Learning And Dealing Ms

I am a 29 yr old single mom. I thought i had it tuff already, doing all the bills, house work and being both parents. I just had some control and keeping my head above water, that for my daughters first christmas, was all for her and nothing but for her. For mass on xmas eve i didnt ask god for anything myself, just to keep my daughter healthy and happy. I should of asked good health for myself. On xmas day i was in the er scared out of my mind wondering whats going on. Then the doctor came in with the news. I didnt know what to say, crying in the sheets was all i could do.
peachaubs peachaubs
26-30
3 Responses Jan 6, 2013

I'm 33. Have two kids. This summer , at 32- I had a cold. My vision was changing. I've always been super healthy. I finally took myself to er after six drs failed with sinus meds. The er dr admitted me and I had an MRI to " rule out MS"- I shrugged it off. He called at 5 pm and said I was covered in lesions. " You have Multiple Sclerosis. That was 7 months ago and I'm still not adjusting. Not in denial anymore but scares, angry and alone. I can't see living the next 40 years with this. I don't see the point. I feel like a different person. I feel disconnected and I hate it. I've distanced myself from friends etc. nobody understands. No one. Not even my mother who is my rock and shield.
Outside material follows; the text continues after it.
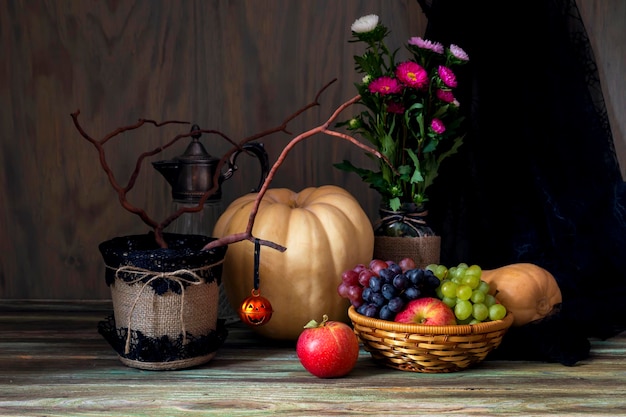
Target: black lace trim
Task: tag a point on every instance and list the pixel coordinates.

that is exactly how I feel. noone gets this disease because we "don't look sick"I feel like crap everyday I'm 29 with terms diagnosed in May 2012.I feel sooo alone in all this. I just want to be by myself all the time.I was taking rebif injections for 9 months but new neurologist wants me to stop and try the pill gilenya.and I work in a restaurants waitressing but it's getting difficult with my fatigue and optic neuritis. such a frustrating disease

I was diagnosed in 95 right before xmas.
That was the worst holiday of my life. My
wife was pregnant with our first child and
I didn't think I would be around to see her
grow up. Well, now she is almost 17, and we have five beautiful children!!
Life is what you make it!! At some point, you will have to accept it and move on.
This is not the end!! Staying positive is priceless. Embrace everyday!! None of us knows what will happen tomorrow.
Just know that you are not alone.
STAY STRONG!!!

Believe it or not, I sort of know how you felt or how you are feeling; because I too got that diagnosis exactly 6 months after the birth of my first child. That was 15 years ago; in the beginning it all started when I smacked my head on a beam(I did not knock myself out). But when I went to my family physician, she noticed my gait,(walking) was that of a drunk person; and after hearing about me hitting my head she ordered an MRI for me "just in case" and referred me to a neurologist who said "hmm... I think you have MS" but we'll wait for the MRI report to make a definite diagnosis. Two weeks later my GP called me in to the office and gave me the diagnosis; it was a day that no matter how I try I can not get those word out of my head "you have multiple sclerosis" And so my life changed forever! I too still cry in my bed, often wondering if this nightmare will end!